Vuelo 385 Bis de Aerolíneas Argentinas. "El que no salta es alemán", cantan la tripulación y los pasajeros enardecidos, liderados por Diego Maradona. A 12 mil pies, el pájaro mecánico parece venirse abajo mientras un Ruso Ramenzoni tímido y mareado por las sacudidas le pide permiso a Don Julio Grondona:

-¿Me presta la Copa del Mundo?

-¿Por qué? ¿La ganó usted? — repregunta a cara de perro el Presidente de la AFA, que no quiere soltar el trofeo mundialista 1986, pero lo cede cinco segundos.

Final feliz: el rubio eterniza la gloria con una foto abrazado al santo grial futbolero en aquel avión que surca México rumbo a Ezeiza. Recuerdo de su primer Mundial in situ, la antesala a más de media docena de mundiales antes de convertirse en el obrero del Ascenso, en soldado de los tablones endebles.

El tipo está construido de fango, de trincheras de alambre y madera, de vivencias en potreros imposibles, de millas de cabotaje. Se salvó "por un pelo", por ejemplo, en aquel salvaje Chacarita-Comisión de Actividades Infantiles, en 2005, en que los barrabravas agredieron a dirigentes e ingresaron alienados a la cabina...

Poner el cuerpo es su especialidad. Tiene la piel curtida de tormentas y de insolaciones, del Zonda perforando el esqueleto en plena transmisión en San Juan. Fuetestigo de explosiones y sangre en estadios, como la tarde de 2002 en Sarandí en que cedió parte de la vieja estructura de hierro de Arsenal y se derrumbó un sector de plateas y las cabinas de prensa.

"Me acuerdo que se partió un vidrio y yo salí ileso, pero José Jozami quedó herido, tuvo un corte en la frente", evoca milimétrico a los 73 años Eduardo Ramenzoni, porteño nacido el 8 de octubre de 1952, que calcula más de tres mil partidos presenciados e incontables improperios a su madre y escupitajos como souvenir en su saco.

Anda nostálgico después de que el Comité Ejecutivo de la AFA oficializara que los partidos de la Primera Nacional, la B Metro y algunos partidos de la Primera C se transmitirán mediante el stream de LPF Play. "Fueron 28 años, de cancha en cancha, de provincia en provincia.

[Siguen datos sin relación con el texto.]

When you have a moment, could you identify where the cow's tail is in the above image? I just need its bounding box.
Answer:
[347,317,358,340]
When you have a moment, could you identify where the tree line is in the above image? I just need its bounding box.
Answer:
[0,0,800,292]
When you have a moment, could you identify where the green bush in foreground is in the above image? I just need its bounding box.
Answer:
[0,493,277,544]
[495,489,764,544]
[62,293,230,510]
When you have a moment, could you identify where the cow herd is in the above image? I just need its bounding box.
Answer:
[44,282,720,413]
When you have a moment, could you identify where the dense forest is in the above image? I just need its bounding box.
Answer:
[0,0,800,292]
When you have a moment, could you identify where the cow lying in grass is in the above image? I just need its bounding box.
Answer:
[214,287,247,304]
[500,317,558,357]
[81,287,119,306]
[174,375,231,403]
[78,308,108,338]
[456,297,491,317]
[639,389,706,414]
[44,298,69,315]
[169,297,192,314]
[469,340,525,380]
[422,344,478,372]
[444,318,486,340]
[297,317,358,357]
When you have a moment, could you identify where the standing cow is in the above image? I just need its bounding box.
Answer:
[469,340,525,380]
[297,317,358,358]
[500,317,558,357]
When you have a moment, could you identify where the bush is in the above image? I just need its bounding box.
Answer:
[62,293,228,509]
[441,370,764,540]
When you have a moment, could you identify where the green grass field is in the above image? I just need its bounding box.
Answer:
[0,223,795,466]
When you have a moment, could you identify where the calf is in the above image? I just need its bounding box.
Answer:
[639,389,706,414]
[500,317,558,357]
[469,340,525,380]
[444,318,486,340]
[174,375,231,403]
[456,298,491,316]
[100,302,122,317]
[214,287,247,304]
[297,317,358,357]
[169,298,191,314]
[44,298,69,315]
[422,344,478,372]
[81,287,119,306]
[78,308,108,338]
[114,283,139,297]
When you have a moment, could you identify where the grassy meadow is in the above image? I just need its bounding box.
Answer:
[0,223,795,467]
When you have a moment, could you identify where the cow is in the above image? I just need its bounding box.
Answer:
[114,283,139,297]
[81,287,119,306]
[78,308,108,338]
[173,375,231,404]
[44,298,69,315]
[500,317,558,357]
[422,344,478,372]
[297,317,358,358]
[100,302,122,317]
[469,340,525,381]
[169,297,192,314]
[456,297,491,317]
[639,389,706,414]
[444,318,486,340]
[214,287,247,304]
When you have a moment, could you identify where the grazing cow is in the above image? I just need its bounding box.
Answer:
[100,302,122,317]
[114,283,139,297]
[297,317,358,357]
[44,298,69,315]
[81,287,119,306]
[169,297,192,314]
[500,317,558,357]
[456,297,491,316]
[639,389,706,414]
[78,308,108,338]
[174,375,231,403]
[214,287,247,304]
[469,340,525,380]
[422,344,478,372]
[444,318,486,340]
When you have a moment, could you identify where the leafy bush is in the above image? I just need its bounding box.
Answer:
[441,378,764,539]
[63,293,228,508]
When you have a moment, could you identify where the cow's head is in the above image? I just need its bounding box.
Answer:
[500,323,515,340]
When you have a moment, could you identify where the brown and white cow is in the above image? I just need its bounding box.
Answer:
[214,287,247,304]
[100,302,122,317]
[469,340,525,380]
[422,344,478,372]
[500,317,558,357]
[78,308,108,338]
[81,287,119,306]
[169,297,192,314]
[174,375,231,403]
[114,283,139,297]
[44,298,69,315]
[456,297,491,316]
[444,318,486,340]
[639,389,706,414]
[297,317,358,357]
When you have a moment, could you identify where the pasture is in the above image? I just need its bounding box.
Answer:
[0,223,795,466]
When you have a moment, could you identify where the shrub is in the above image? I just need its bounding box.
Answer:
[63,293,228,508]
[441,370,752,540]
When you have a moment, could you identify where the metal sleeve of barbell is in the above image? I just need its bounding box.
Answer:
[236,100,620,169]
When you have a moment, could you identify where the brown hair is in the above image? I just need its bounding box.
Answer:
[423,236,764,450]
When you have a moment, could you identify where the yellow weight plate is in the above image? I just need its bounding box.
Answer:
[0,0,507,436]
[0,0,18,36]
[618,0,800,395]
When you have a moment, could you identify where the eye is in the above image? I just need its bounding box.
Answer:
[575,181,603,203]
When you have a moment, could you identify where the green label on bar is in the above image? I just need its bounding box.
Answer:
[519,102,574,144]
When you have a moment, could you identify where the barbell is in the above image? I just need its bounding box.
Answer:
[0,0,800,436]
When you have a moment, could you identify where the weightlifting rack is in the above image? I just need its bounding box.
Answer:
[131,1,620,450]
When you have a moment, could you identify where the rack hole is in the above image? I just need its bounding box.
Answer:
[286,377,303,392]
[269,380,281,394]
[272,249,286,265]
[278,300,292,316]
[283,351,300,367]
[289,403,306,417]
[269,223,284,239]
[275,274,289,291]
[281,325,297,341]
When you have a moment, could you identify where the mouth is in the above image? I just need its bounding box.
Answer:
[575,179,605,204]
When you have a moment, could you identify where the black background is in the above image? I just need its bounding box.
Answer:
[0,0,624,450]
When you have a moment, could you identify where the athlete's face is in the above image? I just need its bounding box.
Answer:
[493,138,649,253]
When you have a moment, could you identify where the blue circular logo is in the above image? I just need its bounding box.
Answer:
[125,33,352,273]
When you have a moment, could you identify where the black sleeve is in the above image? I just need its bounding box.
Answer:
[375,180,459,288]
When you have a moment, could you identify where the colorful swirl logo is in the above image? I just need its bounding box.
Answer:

No guardo rencor. A reinventarse", escribió antes de la catarata de "viudos" que lo lloran en redes.

-Para tu carta de despedida elegiste el camino de la conciliación antes que el de la bronca...

-Es que ellos tienen todo su derecho. Lo que pasa es que siempre los perjudicados somos los laburantes... Para hacer una transmisión del Ascenso tenés que conocer las instituciones, los jugadores, las canchas. Yo invertí mucha vida...

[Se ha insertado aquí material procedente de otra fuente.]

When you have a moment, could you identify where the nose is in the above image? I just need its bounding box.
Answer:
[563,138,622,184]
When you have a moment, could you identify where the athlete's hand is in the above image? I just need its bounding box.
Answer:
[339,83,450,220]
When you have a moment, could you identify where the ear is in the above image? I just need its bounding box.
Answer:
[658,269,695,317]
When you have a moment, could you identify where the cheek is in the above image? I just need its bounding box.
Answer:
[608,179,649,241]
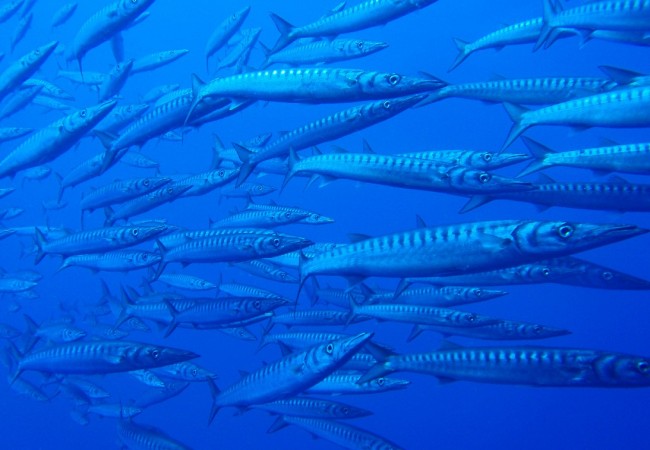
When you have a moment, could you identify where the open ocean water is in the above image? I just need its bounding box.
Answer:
[0,0,650,450]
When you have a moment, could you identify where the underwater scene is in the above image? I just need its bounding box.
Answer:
[0,0,650,450]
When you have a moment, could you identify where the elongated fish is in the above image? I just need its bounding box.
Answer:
[210,333,372,421]
[359,344,650,387]
[271,0,436,52]
[0,101,116,178]
[14,341,199,379]
[503,85,650,149]
[300,220,646,286]
[519,136,650,177]
[460,175,650,213]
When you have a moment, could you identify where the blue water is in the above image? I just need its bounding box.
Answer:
[0,0,650,449]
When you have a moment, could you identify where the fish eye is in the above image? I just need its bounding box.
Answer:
[388,73,400,86]
[557,225,573,239]
[478,172,492,183]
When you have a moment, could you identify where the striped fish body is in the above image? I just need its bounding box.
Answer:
[211,333,372,418]
[106,183,192,225]
[284,152,531,194]
[544,0,650,31]
[18,341,198,374]
[253,397,372,420]
[157,233,311,264]
[36,225,167,255]
[271,0,436,51]
[117,418,190,450]
[174,298,287,326]
[59,250,162,272]
[351,302,498,327]
[519,137,650,176]
[172,168,239,197]
[282,415,401,450]
[0,41,58,100]
[305,371,411,395]
[67,0,154,64]
[380,285,507,307]
[264,39,388,68]
[232,259,298,283]
[423,77,617,105]
[0,101,116,177]
[461,180,650,212]
[240,95,424,172]
[210,210,309,228]
[449,17,543,72]
[300,220,645,284]
[503,86,650,148]
[194,68,441,112]
[409,320,571,341]
[364,347,650,387]
[81,177,171,212]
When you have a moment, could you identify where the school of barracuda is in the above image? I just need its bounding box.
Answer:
[0,0,650,449]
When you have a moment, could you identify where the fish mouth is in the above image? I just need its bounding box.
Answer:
[342,332,374,353]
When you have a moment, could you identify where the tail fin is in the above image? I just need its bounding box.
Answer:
[34,227,47,265]
[232,142,257,186]
[271,13,296,53]
[517,136,555,177]
[447,38,472,72]
[501,103,530,151]
[208,378,221,425]
[533,0,562,51]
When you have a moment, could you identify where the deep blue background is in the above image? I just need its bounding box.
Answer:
[0,0,650,449]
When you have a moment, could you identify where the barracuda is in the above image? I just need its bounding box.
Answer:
[156,229,312,277]
[14,341,199,379]
[81,177,171,212]
[503,86,650,149]
[34,225,167,264]
[283,151,533,194]
[519,136,650,177]
[359,344,650,387]
[535,0,650,49]
[271,0,436,52]
[186,68,440,122]
[210,333,372,421]
[460,175,650,214]
[67,0,154,72]
[233,95,425,184]
[300,220,647,292]
[418,77,618,107]
[262,39,388,69]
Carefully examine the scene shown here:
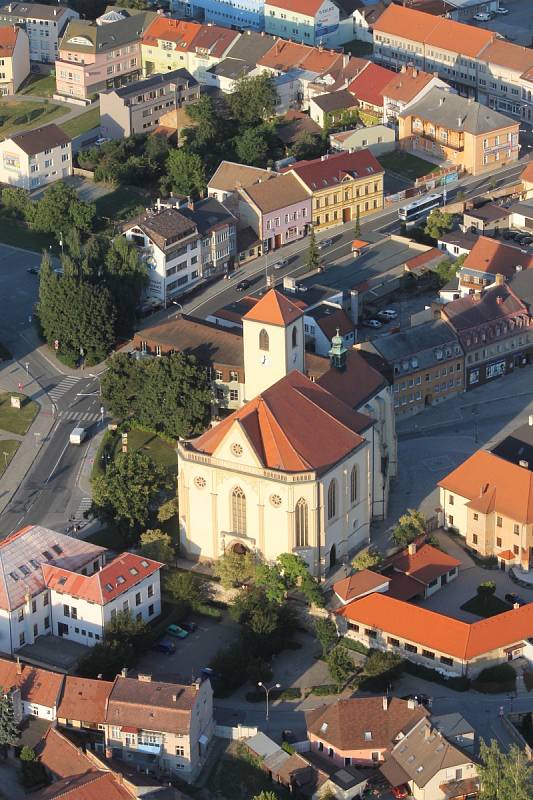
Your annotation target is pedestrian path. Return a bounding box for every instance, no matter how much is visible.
[48,376,80,403]
[57,411,100,422]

-Ahora, ¿cómo sigue tu futuro laboral?

-Haciendo las transmisiones del Fútbol de primera para el exterior, algo a lo que me dedico hace una década. El empleador es Torneos, que tiene los derechos y comparte con TyC, quien coloca la señal internacional para que se emitan los partidos.

-Muchos de los que "te lloraron" en redes subrayaban que se sabe poco y nada de tu vida. Contanos de dónde venís...

-Fui hijo único de una pareja de bancarios, Pedro Eduardo y Adela Inés. A mi vieja le costó mucho parirme, tanto que nací con fórceps y ella decidió no tener más hijos. Crecí en Nicaragua 5531 hasta los ocho años.

-¿Intentaste ser futbolista antes que periodista deportivo?

-Mi viejo era de San Lorenzo pero me llevó a probar a Vélez y quedé. Era delantero. Jugué en octava y novena en épocas del Colorado Giúdice y Vélez campeón 1968. Pero no era lo mío. El 3 de agosto de 1973 murió mi viejo de un ataque al corazón con sólo 55 años. Mi cabeza no estaba en ningún lado. Y empecé una larga búsqueda... ¿Tenés tiempo?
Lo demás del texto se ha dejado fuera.